L'aéroport, tous les aéroports, agissent sur moi comme un oignon géant.
C'est simple: une fois dans le lobby des arrivées, je m'empêche de regarder les gens. Je trace, poussant mon chariot, scannant l'entourage, à la recherche de la figure aimée qui m'attend.
Mais cette fois-ci, je me suis faite avoir: c'était moi qui attendais.
Je déteste ce rôle. Mais je n'avais pas le choix. Alors, pendant une heure, me voilà à scruter la porte automatique d'où sortent à tour de rôle des jeunes, des vieux, des obèses, des rachitiques, des chauves, des ninjas, des pélerins, etc.
Les pélerins sont ma catégorie préférée bien entendu. Pour les accueillir, non pas un, deux, mais au moins dix personnes. Lorsqu'ils arrivent, comme des anges éclatants, le corps fatigué, l'âme apaisée, l'auréole presque tamponnée sur le visage, c'est une distribution gratuite de baraka dans l'aérogare. J'idéalise, ne m'en voulez pas. Images des grands-parents incrustées à vie. Leur odeur aussi.
Le temps passe. Un gosse me tourne autour. Enfin, ils sont deux. L'un est tout petit, mignon, la coupe de cheveux d'une pub pour shampoing. Son frère est plus âgé, plutôt laid, porte des lunettes. Une injustice par famille est déjà insupportable. Mais lorsque le petit récolte tous les câlins paternels, c'est criminel.
Les familles éclatées provoquent des larmes immédiates. La jeune maman courant vers son bébé m'a assassinée à bout portant. Depuis combien de temps ne l'a-t-elle pas vu? Peut-être une heure. Peut-être trois jours, un mois. Qu'importe. Une séparation est une séparation.

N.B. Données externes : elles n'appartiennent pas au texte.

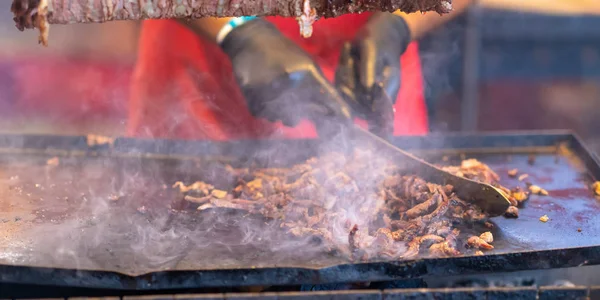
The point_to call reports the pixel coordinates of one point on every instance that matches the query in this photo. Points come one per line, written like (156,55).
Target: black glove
(369,72)
(279,80)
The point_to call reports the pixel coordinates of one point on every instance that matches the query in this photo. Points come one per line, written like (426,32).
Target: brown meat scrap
(384,212)
(476,170)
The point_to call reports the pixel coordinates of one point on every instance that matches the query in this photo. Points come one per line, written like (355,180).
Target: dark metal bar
(470,84)
(547,292)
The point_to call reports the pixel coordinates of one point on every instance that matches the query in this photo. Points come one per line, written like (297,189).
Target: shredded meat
(382,211)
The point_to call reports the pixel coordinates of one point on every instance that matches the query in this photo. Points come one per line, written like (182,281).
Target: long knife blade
(489,198)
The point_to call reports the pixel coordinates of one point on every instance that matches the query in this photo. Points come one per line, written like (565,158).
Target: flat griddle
(59,228)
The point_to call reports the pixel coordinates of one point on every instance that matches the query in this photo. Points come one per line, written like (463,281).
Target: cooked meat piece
(519,195)
(399,214)
(422,208)
(478,243)
(512,212)
(487,237)
(537,190)
(596,188)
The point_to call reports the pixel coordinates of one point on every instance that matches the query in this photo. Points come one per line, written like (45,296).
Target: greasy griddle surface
(114,215)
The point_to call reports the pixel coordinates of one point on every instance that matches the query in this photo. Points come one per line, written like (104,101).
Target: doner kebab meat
(359,206)
(41,13)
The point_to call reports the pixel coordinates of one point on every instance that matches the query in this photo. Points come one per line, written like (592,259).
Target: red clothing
(183,86)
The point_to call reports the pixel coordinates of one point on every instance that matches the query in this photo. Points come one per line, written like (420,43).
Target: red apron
(183,86)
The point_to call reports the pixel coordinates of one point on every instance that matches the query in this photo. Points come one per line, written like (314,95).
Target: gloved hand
(279,80)
(370,64)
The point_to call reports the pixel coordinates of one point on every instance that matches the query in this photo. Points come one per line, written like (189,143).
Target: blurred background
(506,65)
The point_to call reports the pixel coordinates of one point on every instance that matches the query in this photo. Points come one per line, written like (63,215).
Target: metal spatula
(489,198)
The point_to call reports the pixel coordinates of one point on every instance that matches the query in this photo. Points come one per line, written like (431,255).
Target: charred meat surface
(41,13)
(359,205)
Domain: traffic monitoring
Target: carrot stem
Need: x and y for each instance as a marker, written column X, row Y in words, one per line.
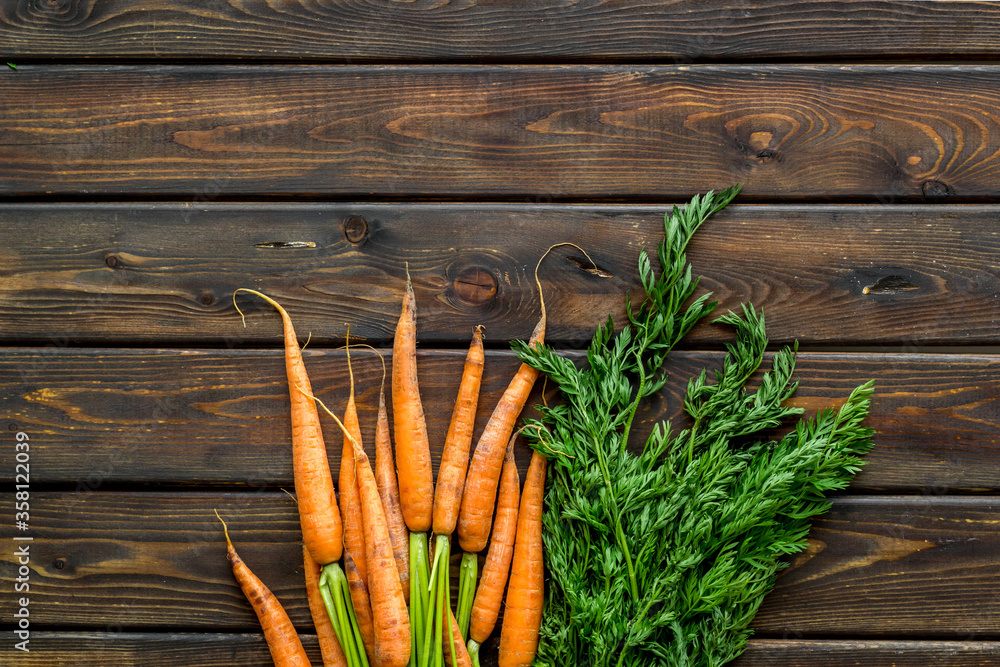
column 336, row 595
column 419, row 597
column 473, row 647
column 467, row 574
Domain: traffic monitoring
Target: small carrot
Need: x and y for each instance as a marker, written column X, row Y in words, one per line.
column 413, row 458
column 455, row 455
column 489, row 595
column 329, row 646
column 392, row 623
column 282, row 640
column 319, row 515
column 385, row 479
column 455, row 655
column 526, row 591
column 454, row 461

La vue de ces êtres dont tout était dépeuplé jusqu'à ce triste hall m'achève. Comme une émission de société qui déshabille les misères des uns et des autres et dont certains se saoûlent à longueur de journée, ce sont autant de tranches de vie recomposées dans trente mètres carrés.

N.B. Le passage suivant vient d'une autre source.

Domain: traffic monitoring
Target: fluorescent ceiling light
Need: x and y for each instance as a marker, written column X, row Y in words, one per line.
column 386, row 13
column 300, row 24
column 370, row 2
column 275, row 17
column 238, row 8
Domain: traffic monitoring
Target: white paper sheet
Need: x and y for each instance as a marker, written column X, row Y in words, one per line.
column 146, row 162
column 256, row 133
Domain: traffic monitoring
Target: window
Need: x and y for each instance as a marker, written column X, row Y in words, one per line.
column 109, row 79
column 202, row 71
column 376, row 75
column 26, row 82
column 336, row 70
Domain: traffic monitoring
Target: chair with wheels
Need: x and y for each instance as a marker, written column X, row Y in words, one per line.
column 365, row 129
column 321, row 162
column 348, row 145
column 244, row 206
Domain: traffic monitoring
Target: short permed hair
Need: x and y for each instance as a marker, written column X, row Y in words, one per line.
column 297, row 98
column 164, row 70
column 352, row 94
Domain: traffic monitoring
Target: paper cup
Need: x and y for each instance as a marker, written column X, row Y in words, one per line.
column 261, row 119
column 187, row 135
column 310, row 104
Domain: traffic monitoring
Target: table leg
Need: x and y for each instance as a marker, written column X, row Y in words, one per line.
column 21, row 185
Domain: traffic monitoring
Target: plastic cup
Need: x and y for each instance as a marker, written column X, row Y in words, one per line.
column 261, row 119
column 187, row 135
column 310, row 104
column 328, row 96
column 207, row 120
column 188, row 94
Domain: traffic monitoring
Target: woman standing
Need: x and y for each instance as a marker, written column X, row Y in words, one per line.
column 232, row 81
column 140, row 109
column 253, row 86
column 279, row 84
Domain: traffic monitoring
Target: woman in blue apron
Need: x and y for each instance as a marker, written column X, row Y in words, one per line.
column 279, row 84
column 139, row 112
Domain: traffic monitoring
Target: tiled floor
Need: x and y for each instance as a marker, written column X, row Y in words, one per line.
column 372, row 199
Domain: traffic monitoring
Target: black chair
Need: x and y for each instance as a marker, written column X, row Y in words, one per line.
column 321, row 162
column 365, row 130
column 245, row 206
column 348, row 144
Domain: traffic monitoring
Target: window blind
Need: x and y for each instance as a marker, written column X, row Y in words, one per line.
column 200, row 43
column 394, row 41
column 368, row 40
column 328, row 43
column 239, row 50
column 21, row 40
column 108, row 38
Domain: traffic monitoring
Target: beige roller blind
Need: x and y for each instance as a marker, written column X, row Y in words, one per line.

Le temps passe. On guette une ombre, une valise rose qu'on aperçoit lorsque la porte automatique s'écarte pour un policier, une file au loin. L'être aimé est toujours dans les intestins de la bête. Les êtres aimés des uns et des autres arrivent. Et lorsqu'ils sont là, plus rien ne compte, ni le ridicule des cris, des gestes, ni l'état de fatigue, les cheveux emmêlés, le mascara qui coule. Et ces retrouvailles toutes pudiques tricotées au silence, ces enlacements puissants mais courts, donnent toute leur valeur à ces attentes individuelles pénibles et libératrices. Que moi-même, j'ai connu.